A randomização é um processo fundamental em ensaios clínicos e estudos experimentais, onde os participantes são alocados aleatoriamente para os grupos de intervenção ou controle. Seu principal objetivo é distribuir uniformemente as características dos participantes (variáveis externas ou de confusão) entre os grupos, minimizando o viés de seleção e garantindo que as diferenças observadas nos resultados sejam atribuíveis à intervenção estudada.
A metodologia científica é a base para a produção de conhecimento confiável na medicina. Dentre os diversos delineamentos de pesquisa, os ensaios clínicos randomizados (ECR) são considerados o padrão-ouro para avaliar a eficácia de intervenções, devido à sua capacidade de minimizar vieses e estabelecer relações de causa e efeito. A randomização é um pilar fundamental dos ECRs. Ela consiste na alocação aleatória dos participantes para os diferentes grupos de estudo (geralmente grupo de intervenção e grupo controle). O objetivo primário da randomização é neutralizar o efeito de variáveis externas, também conhecidas como variáveis de confusão, que poderiam influenciar os resultados do estudo. Ao distribuir essas variáveis de forma equitativa entre os grupos, a randomização assegura que quaisquer diferenças observadas nos desfechos sejam atribuíveis à intervenção estudada e não a outras características dos participantes. Além de controlar as variáveis de confusão, a randomização é essencial para minimizar o viés de seleção, garantindo que a formação dos grupos não seja influenciada por características dos participantes ou pela escolha do pesquisador. Isso aumenta a validade interna do estudo, ou seja, a confiança de que os resultados são verdadeiros para a população estudada. Embora a randomização seja uma ferramenta poderosa, ela não elimina todos os vieses (como o viés de aferição ou de atrito), e outras estratégias, como o cegamento, são frequentemente empregadas em conjunto para fortalecer a robustez da pesquisa.
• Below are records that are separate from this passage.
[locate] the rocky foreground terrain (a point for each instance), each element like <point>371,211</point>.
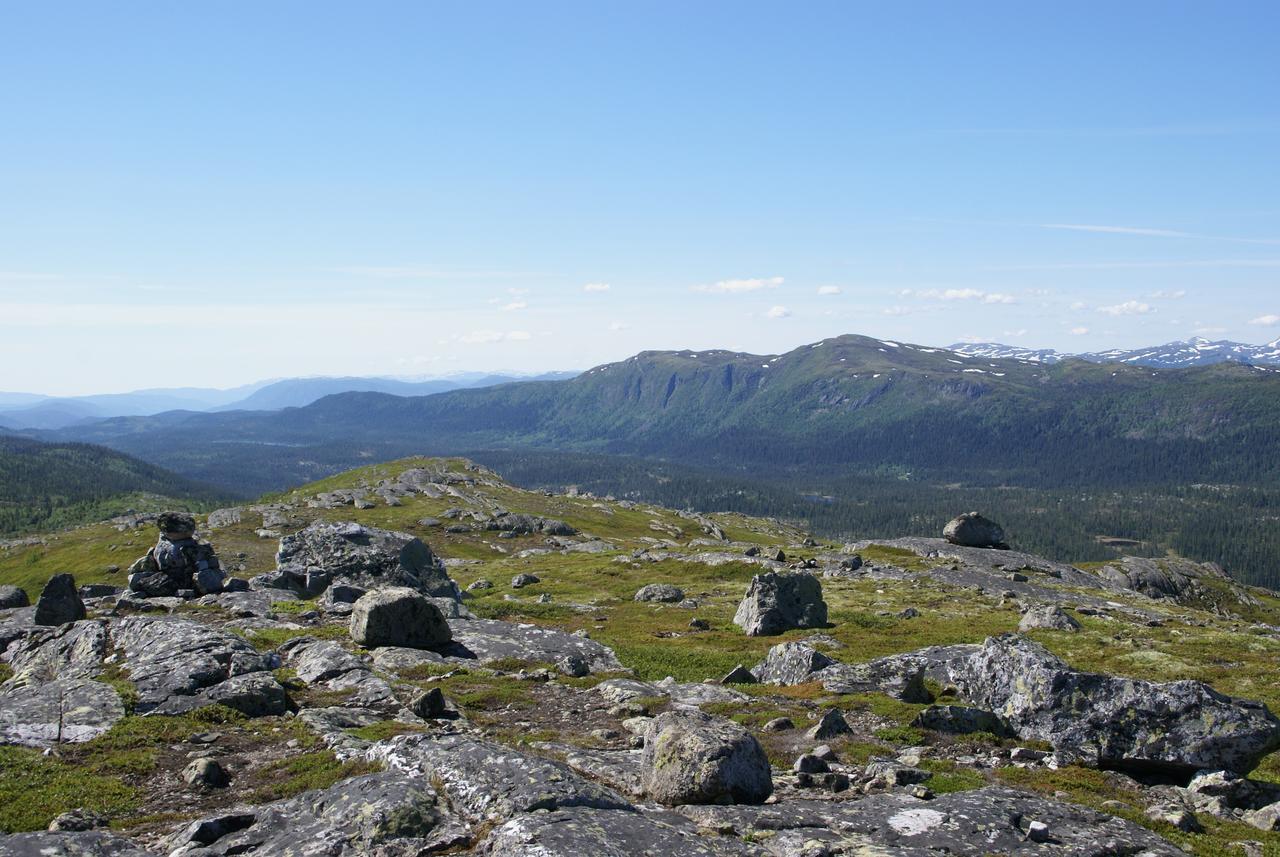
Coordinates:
<point>416,658</point>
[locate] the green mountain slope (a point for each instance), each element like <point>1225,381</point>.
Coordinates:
<point>53,485</point>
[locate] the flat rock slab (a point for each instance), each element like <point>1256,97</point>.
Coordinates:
<point>67,709</point>
<point>603,833</point>
<point>379,814</point>
<point>963,824</point>
<point>487,640</point>
<point>487,782</point>
<point>179,665</point>
<point>88,843</point>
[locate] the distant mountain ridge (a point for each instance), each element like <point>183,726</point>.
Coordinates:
<point>31,411</point>
<point>1176,354</point>
<point>844,404</point>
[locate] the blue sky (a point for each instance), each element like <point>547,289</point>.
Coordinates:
<point>224,192</point>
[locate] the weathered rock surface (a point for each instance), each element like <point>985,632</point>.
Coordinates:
<point>487,782</point>
<point>694,757</point>
<point>973,530</point>
<point>360,555</point>
<point>487,640</point>
<point>583,832</point>
<point>385,814</point>
<point>59,601</point>
<point>179,665</point>
<point>1175,727</point>
<point>64,843</point>
<point>662,592</point>
<point>65,709</point>
<point>964,824</point>
<point>1048,617</point>
<point>398,617</point>
<point>13,596</point>
<point>781,601</point>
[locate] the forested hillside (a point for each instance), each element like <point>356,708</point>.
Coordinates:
<point>46,486</point>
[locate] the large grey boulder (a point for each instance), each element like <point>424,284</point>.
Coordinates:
<point>398,617</point>
<point>780,601</point>
<point>662,592</point>
<point>694,757</point>
<point>366,557</point>
<point>13,596</point>
<point>485,782</point>
<point>59,601</point>
<point>972,530</point>
<point>1176,728</point>
<point>378,814</point>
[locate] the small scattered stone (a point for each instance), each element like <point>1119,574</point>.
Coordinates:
<point>429,705</point>
<point>830,725</point>
<point>206,773</point>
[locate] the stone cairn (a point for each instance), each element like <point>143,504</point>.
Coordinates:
<point>179,564</point>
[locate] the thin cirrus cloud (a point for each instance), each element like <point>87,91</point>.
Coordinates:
<point>739,287</point>
<point>1128,308</point>
<point>492,337</point>
<point>1147,232</point>
<point>960,294</point>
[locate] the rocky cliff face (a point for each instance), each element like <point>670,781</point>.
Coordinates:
<point>567,716</point>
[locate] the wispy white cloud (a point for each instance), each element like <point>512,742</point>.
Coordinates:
<point>490,337</point>
<point>1147,232</point>
<point>961,294</point>
<point>420,273</point>
<point>1128,308</point>
<point>1139,265</point>
<point>735,287</point>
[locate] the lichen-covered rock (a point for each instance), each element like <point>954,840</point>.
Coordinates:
<point>69,843</point>
<point>389,814</point>
<point>398,617</point>
<point>178,665</point>
<point>964,824</point>
<point>581,832</point>
<point>1048,617</point>
<point>488,640</point>
<point>694,757</point>
<point>661,592</point>
<point>13,596</point>
<point>1175,727</point>
<point>780,601</point>
<point>360,555</point>
<point>60,710</point>
<point>972,530</point>
<point>59,601</point>
<point>487,782</point>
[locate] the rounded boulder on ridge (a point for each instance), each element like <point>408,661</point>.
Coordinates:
<point>398,617</point>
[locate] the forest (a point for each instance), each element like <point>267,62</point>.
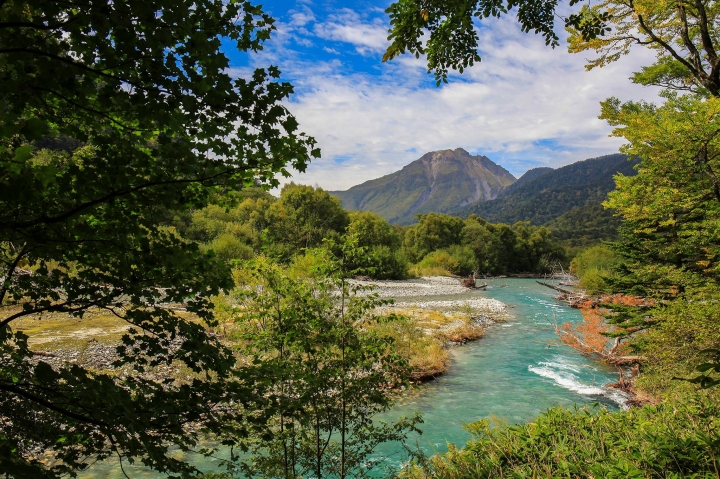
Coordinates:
<point>303,217</point>
<point>133,186</point>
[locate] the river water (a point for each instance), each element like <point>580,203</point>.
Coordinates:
<point>515,372</point>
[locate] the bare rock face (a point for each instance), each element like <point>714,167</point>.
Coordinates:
<point>438,182</point>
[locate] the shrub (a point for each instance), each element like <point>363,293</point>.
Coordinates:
<point>592,266</point>
<point>668,440</point>
<point>455,259</point>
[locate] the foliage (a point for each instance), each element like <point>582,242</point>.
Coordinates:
<point>432,232</point>
<point>113,118</point>
<point>303,216</point>
<point>667,440</point>
<point>673,347</point>
<point>592,266</point>
<point>681,33</point>
<point>437,182</point>
<point>382,241</point>
<point>327,370</point>
<point>671,208</point>
<point>425,354</point>
<point>585,226</point>
<point>452,41</point>
<point>549,196</point>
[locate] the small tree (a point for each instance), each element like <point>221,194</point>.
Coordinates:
<point>326,372</point>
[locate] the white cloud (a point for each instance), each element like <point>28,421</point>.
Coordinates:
<point>524,105</point>
<point>347,26</point>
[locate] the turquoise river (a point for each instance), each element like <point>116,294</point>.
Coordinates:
<point>515,372</point>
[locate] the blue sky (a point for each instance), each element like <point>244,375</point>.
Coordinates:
<point>525,105</point>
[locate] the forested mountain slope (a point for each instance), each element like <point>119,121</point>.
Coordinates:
<point>550,195</point>
<point>437,182</point>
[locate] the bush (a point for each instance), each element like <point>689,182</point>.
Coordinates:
<point>668,440</point>
<point>228,247</point>
<point>592,266</point>
<point>387,264</point>
<point>456,259</point>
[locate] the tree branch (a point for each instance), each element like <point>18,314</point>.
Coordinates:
<point>48,404</point>
<point>83,67</point>
<point>685,35</point>
<point>11,270</point>
<point>662,43</point>
<point>115,194</point>
<point>705,33</point>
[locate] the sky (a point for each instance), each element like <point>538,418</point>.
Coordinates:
<point>523,106</point>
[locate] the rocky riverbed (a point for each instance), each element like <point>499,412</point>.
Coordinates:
<point>425,286</point>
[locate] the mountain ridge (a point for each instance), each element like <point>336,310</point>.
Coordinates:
<point>438,181</point>
<point>551,194</point>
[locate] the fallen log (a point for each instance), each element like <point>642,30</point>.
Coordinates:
<point>564,291</point>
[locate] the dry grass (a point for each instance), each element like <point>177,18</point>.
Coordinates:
<point>421,337</point>
<point>57,331</point>
<point>419,271</point>
<point>463,332</point>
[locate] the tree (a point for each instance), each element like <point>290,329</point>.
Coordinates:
<point>444,30</point>
<point>433,231</point>
<point>683,33</point>
<point>672,206</point>
<point>326,369</point>
<point>111,116</point>
<point>303,216</point>
<point>382,243</point>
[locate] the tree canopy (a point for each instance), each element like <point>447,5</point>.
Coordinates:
<point>681,32</point>
<point>113,116</point>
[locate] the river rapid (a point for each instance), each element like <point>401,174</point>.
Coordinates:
<point>515,372</point>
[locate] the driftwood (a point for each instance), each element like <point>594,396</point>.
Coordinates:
<point>564,291</point>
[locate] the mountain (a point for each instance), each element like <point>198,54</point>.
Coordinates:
<point>526,178</point>
<point>437,182</point>
<point>585,225</point>
<point>550,194</point>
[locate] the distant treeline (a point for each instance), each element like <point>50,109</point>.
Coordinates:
<point>303,216</point>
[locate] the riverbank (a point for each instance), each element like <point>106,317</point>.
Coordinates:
<point>430,315</point>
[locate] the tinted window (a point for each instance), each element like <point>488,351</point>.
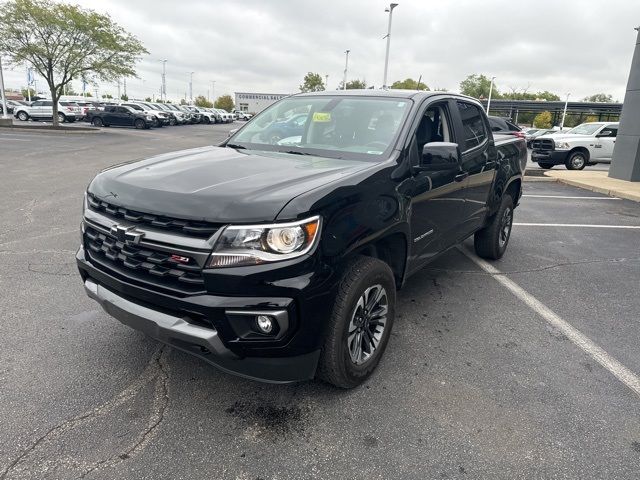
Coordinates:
<point>475,132</point>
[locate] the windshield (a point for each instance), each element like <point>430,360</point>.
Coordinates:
<point>332,126</point>
<point>585,129</point>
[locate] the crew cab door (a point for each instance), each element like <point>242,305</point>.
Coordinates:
<point>605,141</point>
<point>479,162</point>
<point>437,199</point>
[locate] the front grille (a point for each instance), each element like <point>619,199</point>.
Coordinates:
<point>543,144</point>
<point>192,228</point>
<point>145,264</point>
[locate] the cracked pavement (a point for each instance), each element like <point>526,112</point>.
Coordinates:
<point>473,384</point>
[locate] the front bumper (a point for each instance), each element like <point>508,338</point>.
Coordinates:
<point>202,325</point>
<point>553,157</point>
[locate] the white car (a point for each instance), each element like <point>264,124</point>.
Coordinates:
<point>586,144</point>
<point>43,109</point>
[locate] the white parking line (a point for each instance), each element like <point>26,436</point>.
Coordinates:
<point>578,225</point>
<point>583,342</point>
<point>570,197</point>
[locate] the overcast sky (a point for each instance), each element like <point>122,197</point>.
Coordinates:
<point>577,46</point>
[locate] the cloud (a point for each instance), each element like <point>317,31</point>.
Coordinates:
<point>577,46</point>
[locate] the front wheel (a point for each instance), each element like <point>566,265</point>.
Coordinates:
<point>360,325</point>
<point>576,161</point>
<point>491,242</point>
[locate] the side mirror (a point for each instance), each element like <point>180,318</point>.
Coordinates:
<point>440,156</point>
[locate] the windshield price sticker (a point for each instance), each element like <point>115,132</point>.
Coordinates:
<point>321,117</point>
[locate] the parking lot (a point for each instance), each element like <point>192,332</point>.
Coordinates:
<point>489,373</point>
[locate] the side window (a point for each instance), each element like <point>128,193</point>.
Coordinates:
<point>473,125</point>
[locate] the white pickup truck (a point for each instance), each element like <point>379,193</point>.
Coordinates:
<point>586,144</point>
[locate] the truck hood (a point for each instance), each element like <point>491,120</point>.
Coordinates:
<point>218,184</point>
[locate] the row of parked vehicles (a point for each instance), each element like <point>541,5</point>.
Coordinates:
<point>135,113</point>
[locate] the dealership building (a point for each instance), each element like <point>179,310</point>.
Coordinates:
<point>256,102</point>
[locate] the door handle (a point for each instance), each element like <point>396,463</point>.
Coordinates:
<point>461,176</point>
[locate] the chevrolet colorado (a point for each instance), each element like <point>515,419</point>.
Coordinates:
<point>280,261</point>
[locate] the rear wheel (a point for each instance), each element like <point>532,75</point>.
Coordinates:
<point>360,324</point>
<point>491,242</point>
<point>576,161</point>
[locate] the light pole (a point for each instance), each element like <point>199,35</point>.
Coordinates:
<point>4,97</point>
<point>386,57</point>
<point>490,92</point>
<point>346,66</point>
<point>564,114</point>
<point>191,86</point>
<point>163,91</point>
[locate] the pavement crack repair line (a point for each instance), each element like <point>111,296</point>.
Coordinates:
<point>579,339</point>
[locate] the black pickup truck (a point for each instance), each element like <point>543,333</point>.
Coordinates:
<point>279,260</point>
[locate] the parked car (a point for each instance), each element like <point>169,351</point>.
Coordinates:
<point>292,126</point>
<point>123,116</point>
<point>586,144</point>
<point>280,262</point>
<point>240,115</point>
<point>504,126</point>
<point>43,109</point>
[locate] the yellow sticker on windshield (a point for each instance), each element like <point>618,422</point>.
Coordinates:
<point>321,117</point>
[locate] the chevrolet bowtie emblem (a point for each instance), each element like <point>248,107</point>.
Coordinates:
<point>128,235</point>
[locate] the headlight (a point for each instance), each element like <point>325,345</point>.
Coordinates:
<point>256,244</point>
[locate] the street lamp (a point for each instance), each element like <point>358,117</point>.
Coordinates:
<point>163,91</point>
<point>346,66</point>
<point>191,86</point>
<point>490,92</point>
<point>388,37</point>
<point>564,114</point>
<point>4,97</point>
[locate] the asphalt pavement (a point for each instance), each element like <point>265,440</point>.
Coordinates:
<point>477,380</point>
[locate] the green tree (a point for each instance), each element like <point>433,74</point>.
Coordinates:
<point>478,86</point>
<point>409,84</point>
<point>224,102</point>
<point>599,97</point>
<point>62,41</point>
<point>312,82</point>
<point>543,120</point>
<point>201,101</point>
<point>25,93</point>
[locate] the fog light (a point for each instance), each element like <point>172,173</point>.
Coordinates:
<point>265,324</point>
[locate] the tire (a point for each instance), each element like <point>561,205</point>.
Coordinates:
<point>344,361</point>
<point>577,161</point>
<point>491,242</point>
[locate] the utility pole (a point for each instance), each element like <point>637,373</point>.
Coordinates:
<point>4,97</point>
<point>564,114</point>
<point>163,90</point>
<point>388,37</point>
<point>490,92</point>
<point>346,67</point>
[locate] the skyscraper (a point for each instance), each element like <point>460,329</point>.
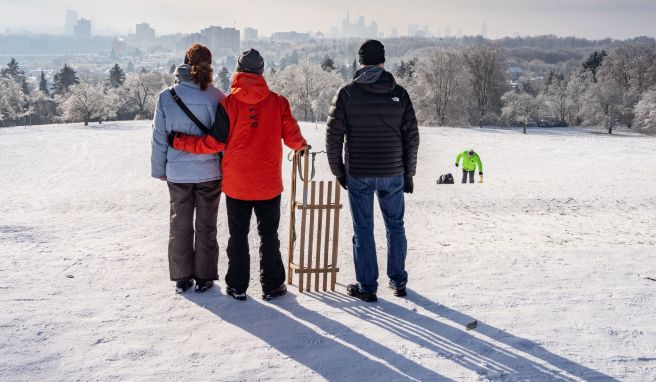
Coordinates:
<point>82,28</point>
<point>71,19</point>
<point>145,32</point>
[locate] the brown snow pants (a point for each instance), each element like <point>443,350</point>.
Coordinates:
<point>194,255</point>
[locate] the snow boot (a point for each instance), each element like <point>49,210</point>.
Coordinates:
<point>203,285</point>
<point>270,295</point>
<point>181,286</point>
<point>398,292</point>
<point>241,296</point>
<point>353,290</point>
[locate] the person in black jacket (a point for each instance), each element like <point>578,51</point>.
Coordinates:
<point>376,117</point>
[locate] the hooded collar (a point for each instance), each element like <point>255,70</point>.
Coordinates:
<point>249,88</point>
<point>183,74</point>
<point>374,79</point>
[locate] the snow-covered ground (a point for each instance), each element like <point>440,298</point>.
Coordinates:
<point>552,255</point>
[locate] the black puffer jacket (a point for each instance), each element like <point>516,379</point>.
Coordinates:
<point>377,118</point>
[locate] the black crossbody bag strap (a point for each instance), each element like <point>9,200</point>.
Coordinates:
<point>186,110</point>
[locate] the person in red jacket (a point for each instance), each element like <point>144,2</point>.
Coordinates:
<point>248,128</point>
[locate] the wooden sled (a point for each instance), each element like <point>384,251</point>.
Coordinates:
<point>313,248</point>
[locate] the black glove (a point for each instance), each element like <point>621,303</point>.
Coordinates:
<point>171,138</point>
<point>343,181</point>
<point>408,184</point>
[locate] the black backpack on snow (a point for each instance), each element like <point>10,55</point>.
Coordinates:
<point>445,179</point>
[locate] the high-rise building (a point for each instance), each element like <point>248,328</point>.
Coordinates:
<point>82,28</point>
<point>359,28</point>
<point>71,19</point>
<point>218,39</point>
<point>144,32</point>
<point>250,34</point>
<point>291,36</point>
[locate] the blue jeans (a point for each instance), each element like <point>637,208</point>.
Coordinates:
<point>389,190</point>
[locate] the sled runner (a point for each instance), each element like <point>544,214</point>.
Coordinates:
<point>446,179</point>
<point>317,239</point>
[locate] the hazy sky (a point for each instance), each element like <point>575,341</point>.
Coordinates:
<point>585,18</point>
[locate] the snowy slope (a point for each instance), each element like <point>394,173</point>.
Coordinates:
<point>551,254</point>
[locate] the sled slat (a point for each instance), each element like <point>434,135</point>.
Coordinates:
<point>319,226</point>
<point>333,279</point>
<point>327,237</point>
<point>303,221</point>
<point>311,236</point>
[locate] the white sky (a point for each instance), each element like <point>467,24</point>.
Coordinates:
<point>585,18</point>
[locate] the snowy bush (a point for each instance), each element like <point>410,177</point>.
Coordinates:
<point>438,89</point>
<point>645,113</point>
<point>519,107</point>
<point>13,102</point>
<point>140,90</point>
<point>86,103</point>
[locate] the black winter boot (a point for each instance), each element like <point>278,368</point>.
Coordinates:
<point>240,296</point>
<point>398,292</point>
<point>353,290</point>
<point>203,285</point>
<point>181,286</point>
<point>270,295</point>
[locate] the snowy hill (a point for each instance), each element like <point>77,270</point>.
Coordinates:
<point>552,255</point>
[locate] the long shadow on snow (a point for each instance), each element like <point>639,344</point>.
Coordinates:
<point>288,327</point>
<point>457,345</point>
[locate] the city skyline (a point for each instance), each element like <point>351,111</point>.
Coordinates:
<point>583,18</point>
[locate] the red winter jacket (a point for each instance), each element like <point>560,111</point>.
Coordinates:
<point>249,125</point>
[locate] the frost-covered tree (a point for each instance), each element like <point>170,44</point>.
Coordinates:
<point>116,76</point>
<point>604,104</point>
<point>645,113</point>
<point>43,84</point>
<point>43,107</point>
<point>555,98</point>
<point>519,107</point>
<point>308,88</point>
<point>86,103</point>
<point>593,62</point>
<point>328,64</point>
<point>437,80</point>
<point>486,66</point>
<point>63,80</point>
<point>16,73</point>
<point>13,102</point>
<point>140,92</point>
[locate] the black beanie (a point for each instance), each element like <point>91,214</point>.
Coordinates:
<point>250,61</point>
<point>372,52</point>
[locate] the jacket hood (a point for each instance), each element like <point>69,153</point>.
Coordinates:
<point>249,88</point>
<point>183,74</point>
<point>374,79</point>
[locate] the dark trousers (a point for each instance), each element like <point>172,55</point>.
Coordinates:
<point>194,254</point>
<point>464,176</point>
<point>272,270</point>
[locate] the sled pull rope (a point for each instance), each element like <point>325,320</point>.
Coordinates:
<point>290,157</point>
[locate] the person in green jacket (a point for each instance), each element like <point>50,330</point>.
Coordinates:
<point>470,160</point>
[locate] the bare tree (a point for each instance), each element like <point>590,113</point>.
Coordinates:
<point>486,66</point>
<point>140,91</point>
<point>435,83</point>
<point>308,88</point>
<point>645,113</point>
<point>519,107</point>
<point>604,104</point>
<point>86,103</point>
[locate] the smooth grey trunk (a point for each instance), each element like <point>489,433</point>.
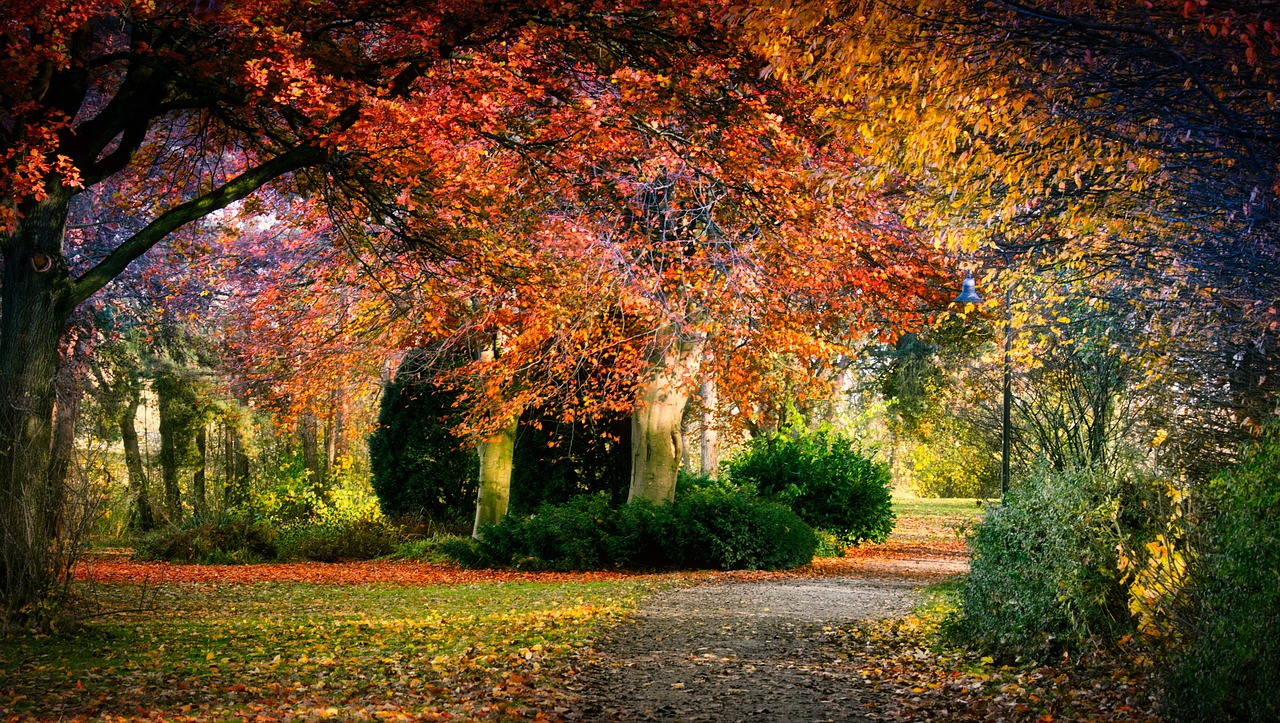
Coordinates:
<point>140,506</point>
<point>497,456</point>
<point>709,443</point>
<point>657,443</point>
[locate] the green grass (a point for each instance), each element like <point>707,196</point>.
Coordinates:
<point>937,507</point>
<point>295,649</point>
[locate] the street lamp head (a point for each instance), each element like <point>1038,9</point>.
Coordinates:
<point>967,293</point>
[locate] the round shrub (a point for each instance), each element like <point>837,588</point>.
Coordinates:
<point>419,466</point>
<point>1229,659</point>
<point>739,531</point>
<point>824,477</point>
<point>1043,564</point>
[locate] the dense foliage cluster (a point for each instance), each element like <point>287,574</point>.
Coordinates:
<point>231,540</point>
<point>1225,657</point>
<point>1045,571</point>
<point>419,466</point>
<point>708,527</point>
<point>824,477</point>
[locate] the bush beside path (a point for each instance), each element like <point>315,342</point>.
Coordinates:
<point>405,640</point>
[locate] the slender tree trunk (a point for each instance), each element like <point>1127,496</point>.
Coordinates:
<point>33,309</point>
<point>333,434</point>
<point>309,434</point>
<point>236,490</point>
<point>170,452</point>
<point>228,462</point>
<point>69,394</point>
<point>496,462</point>
<point>709,443</point>
<point>199,497</point>
<point>657,444</point>
<point>140,507</point>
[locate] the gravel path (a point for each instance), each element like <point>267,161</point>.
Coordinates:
<point>741,651</point>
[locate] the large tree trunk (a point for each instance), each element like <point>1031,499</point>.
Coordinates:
<point>140,506</point>
<point>32,320</point>
<point>69,394</point>
<point>199,498</point>
<point>496,461</point>
<point>657,444</point>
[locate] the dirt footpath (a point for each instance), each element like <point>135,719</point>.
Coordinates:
<point>757,650</point>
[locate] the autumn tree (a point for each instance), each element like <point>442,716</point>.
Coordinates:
<point>196,109</point>
<point>1115,142</point>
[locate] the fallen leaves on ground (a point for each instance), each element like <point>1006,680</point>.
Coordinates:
<point>928,682</point>
<point>368,640</point>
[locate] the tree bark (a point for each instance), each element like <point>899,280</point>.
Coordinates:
<point>140,517</point>
<point>170,451</point>
<point>496,462</point>
<point>657,445</point>
<point>35,310</point>
<point>199,498</point>
<point>309,435</point>
<point>711,435</point>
A principal função da randomização é garantir que os grupos de estudo (intervenção e controle) sejam comparáveis em relação a todas as características, conhecidas e desconhecidas, exceto pela intervenção em si, minimizando vieses.
Ao alocar os participantes aleatoriamente, a randomização tende a distribuir as variáveis de confusão (fatores que podem influenciar tanto a exposição quanto o desfecho) de forma equilibrada entre os grupos, neutralizando seu efeito.
Embora a randomização seja a melhor ferramenta para controlar o viés de seleção e as variáveis de confusão, ela não elimina todos os tipos de viés (ex: viés de aferição, viés de atrito). Outras medidas, como o cegamento, são necessárias.